Reverting to the TT Vauxhalls, streamlined bodywork was put on the Clay car and on the ex-Cook Barclay car, by 1925, whereas the other Barclay Vauxhall retained its TT body and external details, being used by Higgin at Colwyn Bay speed-trials in 1927. Clay removed the front-wheel-brakes from his car (they were on a 30/98, until used for the Templeton car), put on a long tail, reduced the size of the scuttle-scowls, and it looks as if he somehow reduced the height of the radiator.
Jack Barclay had a very nice staggered-two-seater, long-tailed body put on his car, as can be seen from Plate 58 of my “Brooklands History” (Grenville, 1957 / 1981). By mid-1927 this Vauxhall had been further streamlined, its radiator now being cowled-in (but the Vauxhall flutes retained along the bonnet), the front dumb-irons enclosed, and a fairing placed over the passenger’s seat. It was in this form that John Cobb drove it with the No. 4 engine.
I have a vivid memory of watching Purdy in the Thomas Special lead Cobb, both from the scratch mark, the latter in this well-streamlined Vauxhall, in the Sporting Life 100-Mile Handicap at Brooklands in July 1927, the two cars only a length or so apart until the Thomas broke a back spring and pulled up (to my youthful dismay, as I was a Parry Thomas fan) Cobb winning and raising the Class-D Hour Record to 111.64 m.p.h. in the process. Cobb then finished third, after a race-long duel, in the Autumn 1927 50-Mile Brooklands’ Handicap, losing by less than a length to Purdy and the Thomas Special. Incidentally, this was a demonstration of progress, for the 3-litre TT Vauxhall design was laid down in 1920/21, and a car of half its engine-size, supercharged, and planned for road-racing by Parry Thomas in 1925/26, was now fractionally superior in high-speed performance.
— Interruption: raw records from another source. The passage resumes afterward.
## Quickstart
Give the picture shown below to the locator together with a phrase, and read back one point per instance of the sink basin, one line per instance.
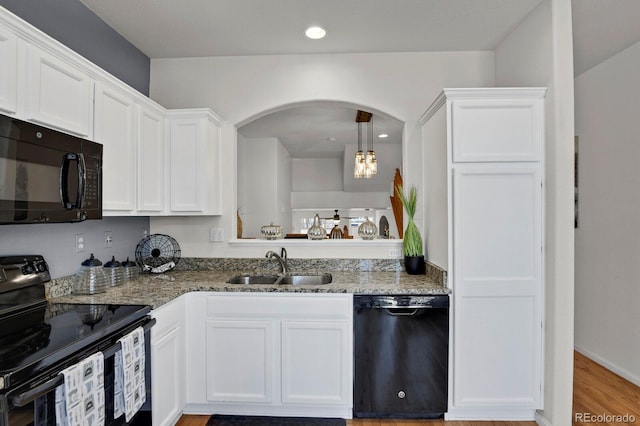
(317, 279)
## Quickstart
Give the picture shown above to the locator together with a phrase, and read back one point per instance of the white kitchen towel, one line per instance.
(80, 399)
(129, 386)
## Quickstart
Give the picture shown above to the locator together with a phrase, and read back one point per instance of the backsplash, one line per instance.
(262, 264)
(64, 285)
Although Barclay had this streamlined version of the old Vauxhall, he did not forsake the more original No. 3 car (I believe indeed, that he was driving it when he had that alarming skid at the 1926 Easter Brooklands Meeting, as described in the earlier article, the car that inadvertently baulked him being Meeson’s 30/98 Vauxhall, which was high on the Byfleet banking, running behind Barnato’s 3-litre Bentley. The wily Parry Thomas meanwhile passed the lot on the inside, in the big Lanchester Forty single-seater, to win the race, although before the contretemps Barclay had overtaken Thomas. Barclay certainly drove this original-bodied Vauxhall in the News of the World 100-Mile Handicap at the 1925 August Brooklands Meeting, when it seems to have had a mauve bonnet and was delayed by tyre trouble.) Tim Carson, later to be the first Secretary of the VSCC, took over this car, still in original loM form, in 1928, winning Brooklands races with it and even taking the Class-D 200-kilo. record with it, at 96.61 m.p.h. However, it finally threw a rod while being warmed up at Brooklands in 1930 and Arthur Baron took over the remains. But Tim bought it back, together with Baron’s Vauxhall-Villiers, in 1938. Whatever was in mind for these two historic cars, the war intervened, after which Tony Brooke acquired both of them. (Incidentally, I was incorrect when, in that earlier article, I said the Carson Special had the TT engine in an inverted chassis — that was the 1934 Carson Special, which used a special E/OE 30/98 engine).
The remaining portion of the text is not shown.